Bass Off Whip Roster Again
Most House Republican moderates are used to being in and out of their party leaders’ good graces. But Rep. Charles Bass (N.H.) is probably the only one who has actually been in and out of leadership — twice.
In January 2002 and again earlier this year, Bass resigned from the GOP Whip team for going against the party line. And yet he insists that he maintains a good relationship with the Republican leadership, even pitching in to help on some tough votes.
“[Majority Whip] Roy Blunt [R-Mo.] and I are good friends,” said Bass, explaining that he doesn’t believe his occasional rebellions have soured their relationship. “It wasn’t planned, it just happened, and there are no hard feelings.”

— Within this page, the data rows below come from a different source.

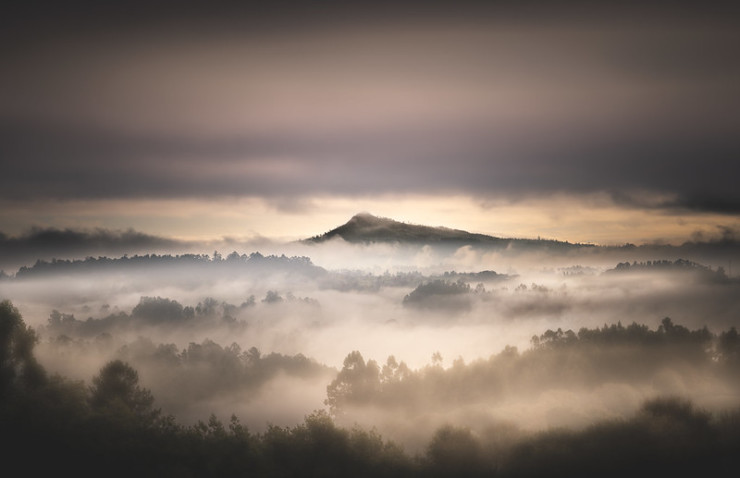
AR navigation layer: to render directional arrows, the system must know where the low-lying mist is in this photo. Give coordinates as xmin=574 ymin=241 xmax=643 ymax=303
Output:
xmin=0 ymin=243 xmax=740 ymax=451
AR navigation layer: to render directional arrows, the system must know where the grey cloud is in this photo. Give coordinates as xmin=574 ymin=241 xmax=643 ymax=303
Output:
xmin=0 ymin=2 xmax=740 ymax=214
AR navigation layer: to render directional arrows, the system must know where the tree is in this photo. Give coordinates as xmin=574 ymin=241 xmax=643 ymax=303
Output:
xmin=0 ymin=300 xmax=46 ymax=398
xmin=324 ymin=350 xmax=380 ymax=414
xmin=90 ymin=360 xmax=160 ymax=425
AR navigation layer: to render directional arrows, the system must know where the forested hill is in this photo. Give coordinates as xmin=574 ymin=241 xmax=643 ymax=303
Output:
xmin=303 ymin=213 xmax=582 ymax=248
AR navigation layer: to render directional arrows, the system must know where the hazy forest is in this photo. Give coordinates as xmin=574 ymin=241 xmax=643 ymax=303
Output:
xmin=0 ymin=215 xmax=740 ymax=476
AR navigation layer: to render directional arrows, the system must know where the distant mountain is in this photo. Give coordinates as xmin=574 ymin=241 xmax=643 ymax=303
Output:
xmin=303 ymin=212 xmax=588 ymax=248
xmin=305 ymin=212 xmax=506 ymax=244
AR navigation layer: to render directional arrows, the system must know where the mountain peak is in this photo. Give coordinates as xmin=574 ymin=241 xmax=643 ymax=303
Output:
xmin=308 ymin=211 xmax=499 ymax=244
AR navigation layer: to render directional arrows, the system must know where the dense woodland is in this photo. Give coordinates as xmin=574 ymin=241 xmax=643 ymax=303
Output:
xmin=0 ymin=301 xmax=740 ymax=476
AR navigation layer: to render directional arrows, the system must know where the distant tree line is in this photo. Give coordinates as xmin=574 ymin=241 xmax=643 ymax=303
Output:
xmin=0 ymin=301 xmax=740 ymax=477
xmin=15 ymin=252 xmax=326 ymax=279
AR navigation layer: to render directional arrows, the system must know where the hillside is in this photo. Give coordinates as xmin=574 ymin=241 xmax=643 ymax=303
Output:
xmin=303 ymin=212 xmax=584 ymax=248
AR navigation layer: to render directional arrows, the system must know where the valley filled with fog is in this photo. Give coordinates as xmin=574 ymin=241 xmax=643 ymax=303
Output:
xmin=0 ymin=228 xmax=740 ymax=452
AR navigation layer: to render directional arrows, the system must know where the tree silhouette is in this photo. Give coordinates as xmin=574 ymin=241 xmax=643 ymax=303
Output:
xmin=0 ymin=300 xmax=46 ymax=397
xmin=90 ymin=360 xmax=160 ymax=425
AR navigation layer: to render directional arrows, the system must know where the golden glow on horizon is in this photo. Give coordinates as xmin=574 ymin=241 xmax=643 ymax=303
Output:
xmin=0 ymin=195 xmax=740 ymax=245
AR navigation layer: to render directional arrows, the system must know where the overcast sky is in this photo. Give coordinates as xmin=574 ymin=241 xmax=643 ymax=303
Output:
xmin=0 ymin=1 xmax=740 ymax=242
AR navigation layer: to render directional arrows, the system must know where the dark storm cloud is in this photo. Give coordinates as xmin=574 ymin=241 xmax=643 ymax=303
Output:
xmin=0 ymin=2 xmax=740 ymax=214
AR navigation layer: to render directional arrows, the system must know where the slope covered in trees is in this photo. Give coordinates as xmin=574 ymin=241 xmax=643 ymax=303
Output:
xmin=0 ymin=301 xmax=740 ymax=476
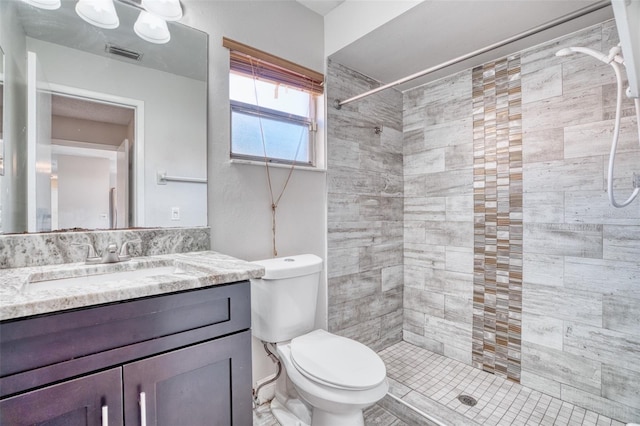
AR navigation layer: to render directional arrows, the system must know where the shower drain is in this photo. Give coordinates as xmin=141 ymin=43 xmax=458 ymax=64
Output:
xmin=458 ymin=395 xmax=478 ymax=407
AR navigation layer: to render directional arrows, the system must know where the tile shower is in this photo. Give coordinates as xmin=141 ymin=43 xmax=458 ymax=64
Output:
xmin=327 ymin=21 xmax=640 ymax=422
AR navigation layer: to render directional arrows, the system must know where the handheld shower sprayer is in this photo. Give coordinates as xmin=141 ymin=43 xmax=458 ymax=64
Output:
xmin=556 ymin=45 xmax=640 ymax=208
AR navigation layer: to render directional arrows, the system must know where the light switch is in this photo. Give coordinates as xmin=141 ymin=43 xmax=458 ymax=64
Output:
xmin=171 ymin=207 xmax=180 ymax=220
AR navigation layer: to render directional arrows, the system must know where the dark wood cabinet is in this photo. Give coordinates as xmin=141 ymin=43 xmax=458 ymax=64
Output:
xmin=123 ymin=333 xmax=251 ymax=426
xmin=0 ymin=368 xmax=123 ymax=426
xmin=0 ymin=282 xmax=252 ymax=426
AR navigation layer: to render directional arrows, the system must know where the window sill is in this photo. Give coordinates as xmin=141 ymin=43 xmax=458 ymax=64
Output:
xmin=229 ymin=158 xmax=327 ymax=173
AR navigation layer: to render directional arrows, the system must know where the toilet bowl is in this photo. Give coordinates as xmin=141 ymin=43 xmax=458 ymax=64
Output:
xmin=251 ymin=254 xmax=389 ymax=426
xmin=276 ymin=330 xmax=389 ymax=426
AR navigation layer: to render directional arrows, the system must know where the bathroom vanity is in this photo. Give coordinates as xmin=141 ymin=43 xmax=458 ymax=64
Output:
xmin=0 ymin=252 xmax=263 ymax=425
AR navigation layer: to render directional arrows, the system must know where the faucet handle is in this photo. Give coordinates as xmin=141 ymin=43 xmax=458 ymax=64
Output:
xmin=118 ymin=239 xmax=142 ymax=259
xmin=71 ymin=243 xmax=99 ymax=261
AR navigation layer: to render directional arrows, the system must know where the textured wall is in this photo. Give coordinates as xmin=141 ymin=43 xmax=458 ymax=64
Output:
xmin=327 ymin=62 xmax=403 ymax=349
xmin=404 ymin=18 xmax=640 ymax=421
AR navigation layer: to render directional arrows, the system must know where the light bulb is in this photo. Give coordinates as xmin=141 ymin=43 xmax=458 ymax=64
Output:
xmin=141 ymin=0 xmax=182 ymax=21
xmin=22 ymin=0 xmax=62 ymax=10
xmin=133 ymin=10 xmax=171 ymax=44
xmin=76 ymin=0 xmax=120 ymax=29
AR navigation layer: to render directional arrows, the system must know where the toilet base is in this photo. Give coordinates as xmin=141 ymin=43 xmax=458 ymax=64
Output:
xmin=311 ymin=407 xmax=364 ymax=426
xmin=271 ymin=398 xmax=364 ymax=426
xmin=271 ymin=398 xmax=310 ymax=426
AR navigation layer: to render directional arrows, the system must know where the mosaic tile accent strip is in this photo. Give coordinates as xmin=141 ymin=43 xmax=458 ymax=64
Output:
xmin=472 ymin=56 xmax=522 ymax=382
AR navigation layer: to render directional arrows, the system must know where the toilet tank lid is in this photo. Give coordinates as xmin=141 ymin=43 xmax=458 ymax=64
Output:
xmin=251 ymin=254 xmax=322 ymax=280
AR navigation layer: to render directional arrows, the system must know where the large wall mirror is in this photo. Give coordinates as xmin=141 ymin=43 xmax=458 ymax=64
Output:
xmin=0 ymin=0 xmax=208 ymax=233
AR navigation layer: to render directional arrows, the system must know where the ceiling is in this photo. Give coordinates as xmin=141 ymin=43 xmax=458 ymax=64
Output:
xmin=296 ymin=0 xmax=345 ymax=16
xmin=331 ymin=0 xmax=613 ymax=90
xmin=14 ymin=0 xmax=208 ymax=81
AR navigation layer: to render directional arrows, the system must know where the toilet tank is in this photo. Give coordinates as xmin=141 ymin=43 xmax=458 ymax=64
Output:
xmin=251 ymin=254 xmax=322 ymax=343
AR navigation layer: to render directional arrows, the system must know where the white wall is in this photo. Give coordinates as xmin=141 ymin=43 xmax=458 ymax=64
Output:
xmin=0 ymin=1 xmax=27 ymax=233
xmin=57 ymin=155 xmax=110 ymax=229
xmin=27 ymin=38 xmax=207 ymax=227
xmin=324 ymin=0 xmax=424 ymax=57
xmin=182 ymin=0 xmax=326 ymax=392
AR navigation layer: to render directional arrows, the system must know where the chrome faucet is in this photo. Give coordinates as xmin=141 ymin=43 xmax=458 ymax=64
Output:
xmin=71 ymin=240 xmax=140 ymax=265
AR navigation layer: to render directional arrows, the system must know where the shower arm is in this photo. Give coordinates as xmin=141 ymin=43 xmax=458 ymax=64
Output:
xmin=334 ymin=0 xmax=611 ymax=109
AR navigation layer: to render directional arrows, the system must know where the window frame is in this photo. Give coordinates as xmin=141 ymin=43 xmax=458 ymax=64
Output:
xmin=230 ymin=98 xmax=317 ymax=167
xmin=222 ymin=37 xmax=325 ymax=170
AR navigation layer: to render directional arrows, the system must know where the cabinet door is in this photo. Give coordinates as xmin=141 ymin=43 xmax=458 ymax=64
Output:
xmin=123 ymin=331 xmax=252 ymax=426
xmin=0 ymin=368 xmax=123 ymax=426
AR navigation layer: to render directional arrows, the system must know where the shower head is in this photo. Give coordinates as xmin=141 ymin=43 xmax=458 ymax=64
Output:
xmin=556 ymin=47 xmax=611 ymax=64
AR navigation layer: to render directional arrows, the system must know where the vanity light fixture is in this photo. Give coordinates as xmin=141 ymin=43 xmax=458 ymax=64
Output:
xmin=133 ymin=10 xmax=171 ymax=44
xmin=141 ymin=0 xmax=182 ymax=21
xmin=22 ymin=0 xmax=62 ymax=10
xmin=76 ymin=0 xmax=120 ymax=29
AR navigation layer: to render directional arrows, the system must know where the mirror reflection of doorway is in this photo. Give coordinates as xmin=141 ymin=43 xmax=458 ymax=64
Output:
xmin=51 ymin=93 xmax=135 ymax=230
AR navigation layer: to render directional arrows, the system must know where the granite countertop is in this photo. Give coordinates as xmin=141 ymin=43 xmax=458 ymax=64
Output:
xmin=0 ymin=251 xmax=264 ymax=320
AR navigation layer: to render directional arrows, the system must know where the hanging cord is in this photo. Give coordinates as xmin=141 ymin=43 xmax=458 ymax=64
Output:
xmin=249 ymin=58 xmax=304 ymax=257
xmin=253 ymin=342 xmax=282 ymax=408
xmin=607 ymin=61 xmax=640 ymax=208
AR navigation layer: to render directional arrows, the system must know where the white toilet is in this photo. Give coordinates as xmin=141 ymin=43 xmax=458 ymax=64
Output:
xmin=251 ymin=254 xmax=389 ymax=426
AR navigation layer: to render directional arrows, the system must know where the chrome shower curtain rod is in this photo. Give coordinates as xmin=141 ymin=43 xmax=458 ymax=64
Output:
xmin=334 ymin=0 xmax=611 ymax=109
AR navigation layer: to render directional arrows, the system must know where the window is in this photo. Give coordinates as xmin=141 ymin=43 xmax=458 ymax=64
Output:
xmin=223 ymin=39 xmax=323 ymax=166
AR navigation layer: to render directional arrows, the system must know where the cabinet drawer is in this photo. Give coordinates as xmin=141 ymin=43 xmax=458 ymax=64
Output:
xmin=0 ymin=282 xmax=251 ymax=377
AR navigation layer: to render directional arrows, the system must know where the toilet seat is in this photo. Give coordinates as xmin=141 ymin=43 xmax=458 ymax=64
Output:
xmin=291 ymin=330 xmax=387 ymax=390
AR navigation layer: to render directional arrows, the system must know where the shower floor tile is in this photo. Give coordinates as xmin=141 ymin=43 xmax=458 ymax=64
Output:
xmin=253 ymin=342 xmax=625 ymax=426
xmin=378 ymin=342 xmax=624 ymax=426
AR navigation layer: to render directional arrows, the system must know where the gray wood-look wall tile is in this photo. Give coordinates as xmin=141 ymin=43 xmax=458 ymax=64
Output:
xmin=404 ymin=148 xmax=445 ymax=175
xmin=327 ymin=61 xmax=402 ymax=349
xmin=522 ymin=64 xmax=562 ymax=104
xmin=522 ymin=310 xmax=564 ymax=351
xmin=522 ymin=280 xmax=602 ymax=327
xmin=602 ymin=364 xmax=640 ymax=411
xmin=404 ymin=197 xmax=444 ymax=222
xmin=522 ymin=252 xmax=564 ymax=286
xmin=402 ymin=330 xmax=444 ymax=355
xmin=523 ymin=223 xmax=602 ymax=259
xmin=522 ymin=126 xmax=564 ymax=164
xmin=522 ymin=342 xmax=602 ymax=394
xmin=564 ymin=322 xmax=640 ymax=372
xmin=564 ymin=257 xmax=640 ymax=297
xmin=522 ymin=191 xmax=564 ymax=223
xmin=560 ymin=384 xmax=640 ymax=423
xmin=445 ymin=245 xmax=473 ymax=274
xmin=522 ymin=157 xmax=604 ymax=192
xmin=564 ymin=117 xmax=638 ymax=158
xmin=403 ymin=287 xmax=444 ymax=318
xmin=602 ymin=225 xmax=640 ymax=262
xmin=564 ymin=191 xmax=640 ymax=225
xmin=381 ymin=265 xmax=404 ymax=292
xmin=327 ymin=21 xmax=640 ymax=421
xmin=520 ymin=370 xmax=561 ymax=398
xmin=602 ymin=294 xmax=640 ymax=334
xmin=444 ymin=194 xmax=473 ymax=222
xmin=522 ymin=86 xmax=602 ymax=132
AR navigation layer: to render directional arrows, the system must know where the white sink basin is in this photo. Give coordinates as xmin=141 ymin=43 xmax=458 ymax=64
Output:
xmin=25 ymin=266 xmax=183 ymax=292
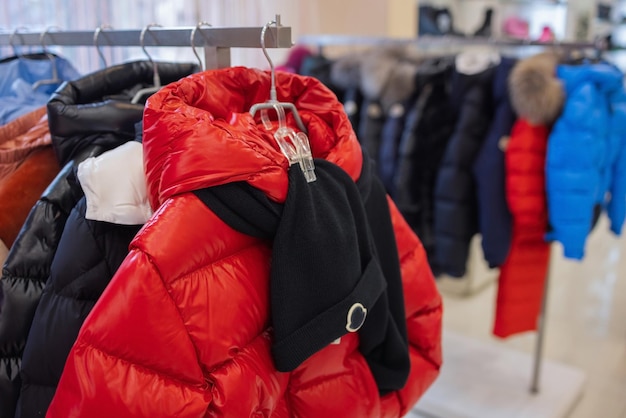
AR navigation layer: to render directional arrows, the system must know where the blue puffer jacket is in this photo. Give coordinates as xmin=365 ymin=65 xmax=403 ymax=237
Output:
xmin=0 ymin=54 xmax=79 ymax=125
xmin=546 ymin=64 xmax=626 ymax=259
xmin=472 ymin=57 xmax=516 ymax=267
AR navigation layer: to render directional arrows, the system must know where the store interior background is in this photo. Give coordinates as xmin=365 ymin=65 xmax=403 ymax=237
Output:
xmin=0 ymin=0 xmax=626 ymax=418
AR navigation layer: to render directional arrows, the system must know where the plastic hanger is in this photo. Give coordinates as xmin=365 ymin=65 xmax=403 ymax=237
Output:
xmin=130 ymin=23 xmax=161 ymax=104
xmin=33 ymin=26 xmax=63 ymax=90
xmin=9 ymin=26 xmax=28 ymax=58
xmin=93 ymin=25 xmax=113 ymax=68
xmin=250 ymin=16 xmax=317 ymax=183
xmin=189 ymin=22 xmax=211 ymax=71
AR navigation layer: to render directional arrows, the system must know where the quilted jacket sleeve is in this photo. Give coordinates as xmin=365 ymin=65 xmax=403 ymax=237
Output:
xmin=46 ymin=249 xmax=211 ymax=418
xmin=381 ymin=200 xmax=442 ymax=416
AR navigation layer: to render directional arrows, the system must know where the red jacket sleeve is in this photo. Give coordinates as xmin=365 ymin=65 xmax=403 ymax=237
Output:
xmin=382 ymin=199 xmax=442 ymax=417
xmin=46 ymin=249 xmax=211 ymax=418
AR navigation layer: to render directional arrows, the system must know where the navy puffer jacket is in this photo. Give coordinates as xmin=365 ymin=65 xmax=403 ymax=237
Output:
xmin=16 ymin=141 xmax=146 ymax=418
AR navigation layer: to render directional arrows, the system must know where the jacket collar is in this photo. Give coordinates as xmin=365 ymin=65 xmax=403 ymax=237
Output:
xmin=143 ymin=67 xmax=362 ymax=209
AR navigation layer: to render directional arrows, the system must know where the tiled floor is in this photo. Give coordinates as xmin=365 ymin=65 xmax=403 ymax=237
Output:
xmin=414 ymin=219 xmax=626 ymax=418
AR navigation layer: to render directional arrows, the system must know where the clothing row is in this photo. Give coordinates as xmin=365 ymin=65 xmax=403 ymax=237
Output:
xmin=0 ymin=50 xmax=441 ymax=418
xmin=298 ymin=48 xmax=626 ymax=337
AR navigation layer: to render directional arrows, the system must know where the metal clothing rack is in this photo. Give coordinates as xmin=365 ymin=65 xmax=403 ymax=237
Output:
xmin=298 ymin=31 xmax=608 ymax=395
xmin=0 ymin=15 xmax=293 ymax=68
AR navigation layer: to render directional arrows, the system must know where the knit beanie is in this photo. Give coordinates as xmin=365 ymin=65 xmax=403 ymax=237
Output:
xmin=194 ymin=157 xmax=410 ymax=394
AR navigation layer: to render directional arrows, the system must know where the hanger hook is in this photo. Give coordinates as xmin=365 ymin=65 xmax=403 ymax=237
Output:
xmin=261 ymin=20 xmax=278 ymax=101
xmin=93 ymin=25 xmax=113 ymax=68
xmin=9 ymin=26 xmax=28 ymax=57
xmin=189 ymin=21 xmax=212 ymax=70
xmin=139 ymin=23 xmax=162 ymax=65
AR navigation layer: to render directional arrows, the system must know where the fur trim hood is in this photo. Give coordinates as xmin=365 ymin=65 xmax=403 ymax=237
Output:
xmin=509 ymin=52 xmax=565 ymax=125
xmin=331 ymin=47 xmax=424 ymax=111
xmin=78 ymin=141 xmax=152 ymax=225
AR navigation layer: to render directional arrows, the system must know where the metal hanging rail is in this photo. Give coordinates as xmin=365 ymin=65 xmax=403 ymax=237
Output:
xmin=0 ymin=15 xmax=293 ymax=68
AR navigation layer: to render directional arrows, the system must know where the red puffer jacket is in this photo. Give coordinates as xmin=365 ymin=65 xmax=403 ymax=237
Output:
xmin=47 ymin=67 xmax=441 ymax=418
xmin=493 ymin=119 xmax=550 ymax=338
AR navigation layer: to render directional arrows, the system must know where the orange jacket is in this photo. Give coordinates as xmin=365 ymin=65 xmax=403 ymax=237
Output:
xmin=47 ymin=67 xmax=441 ymax=418
xmin=493 ymin=119 xmax=550 ymax=337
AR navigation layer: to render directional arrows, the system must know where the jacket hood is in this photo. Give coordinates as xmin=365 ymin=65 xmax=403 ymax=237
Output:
xmin=331 ymin=47 xmax=424 ymax=110
xmin=143 ymin=67 xmax=362 ymax=209
xmin=78 ymin=141 xmax=152 ymax=225
xmin=48 ymin=61 xmax=197 ymax=165
xmin=509 ymin=52 xmax=565 ymax=125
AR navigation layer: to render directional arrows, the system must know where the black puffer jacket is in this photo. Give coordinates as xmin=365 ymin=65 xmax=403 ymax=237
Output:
xmin=0 ymin=61 xmax=197 ymax=418
xmin=15 ymin=141 xmax=146 ymax=418
xmin=392 ymin=57 xmax=456 ymax=262
xmin=432 ymin=62 xmax=495 ymax=277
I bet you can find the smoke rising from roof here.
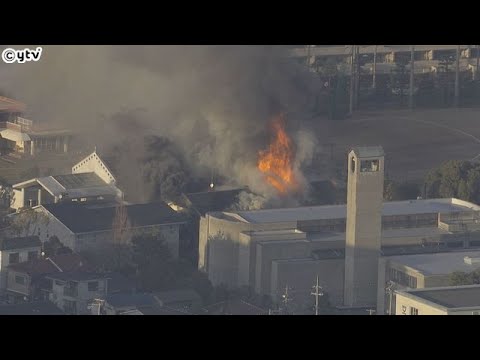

In January 2002, Bass left then-Majority Whip Tom DeLay’s (R-Texas) vote-counting team after providing one of the last signatures on the campaign finance reform discharge petition.
He and other GOP signatories annoyed Republican leaders who opposed the legislation and were unhappy about being forced to schedule a vote on it.
A year later, Blunt took over the Majority Whip post and brought Bass back into the fold. The New Hampshire lawmaker said he even assisted Blunt in codifying the rules for Assistant Whips and Deputy Whips. “I helped him come up with the standards during organization,” Bass said.
Those guidelines essentially call for Whips to be team players, and although some deviation from party orthodoxy may be allowed, the one hard and fast rule is that members of the Whip team may not vote against a rule on the floor.
But in late April, Bass did exactly that, voting no on a rule governing debate for the reauthorization of the Individuals with Disabilities Education Act. He was one of just four Republicans to do so.
The five-term lawmaker resigned from the Whip team again over the vote, which he cast because an IDEA amendment that he sponsored with fellow moderate GOP Rep. Rob Simmons (Conn.) was not allowed to reach the floor.
“It is perfectly reasonable to disagree with my position. But I am disappointed that leadership would deny me the ability to bring the issue to the floor for a vote,” Bass said at the time.
Yet while he is now on the outside looking in, Bass has continued to help the leadership on occasion by keeping tabs on his fellow moderates.
“I’m still supporting the Whip team in any way I can on an informal basis,” Bass said.
His exact situation is unusual, but Bass is certainly not the only centrist whose interaction with party leaders often turns on a dime.
“The leadership one day is going to be very upset,” said Rep. Sherwood Boehlert (R-N.Y.), a leading moderate. “Then they calm down and go to the next day and realize we’ve got to stick together.”
Though the occasional vote may have long-reaching consequences, usually the leadership tries to avoid meting out any punishment that could result in more defections in the future.
“You can’t really afford to alienate anybody full time,” said a senior House GOP leadership aide. “Business is business.”
What has helped Bass, according to Members and aides, is the fact that he always gives leaders a heads-up when he is going to cast a dissenting vote. Disloyalty can be tolerated, but vote-counters hate being surprised.
“The reason that he is successful is that he’s upfront with the leadership when he can’t be with them,” said centrist Rep. Jack Quinn (R-N.Y.).
As is the case with Quinn and other Northeastern moderates, Bass’ stances often reflect the fact that he holds a relatively tough seat.
Registered Republicans outnumber Democrats in the 2nd district, and Bass won re-election in 2002 with 57 percent of the vote against the well-funded Katrina Swett (D), daughter of Rep. Tom Lantos (D-Calif.).
At the same time, Al Gore won the district by a point in 2000, and there are some matters — special education funding, in particular — that carry a great deal of political weight in New Hampshire and throughout the region.
“There are some issues that are really important in the Northeast,” Bass said.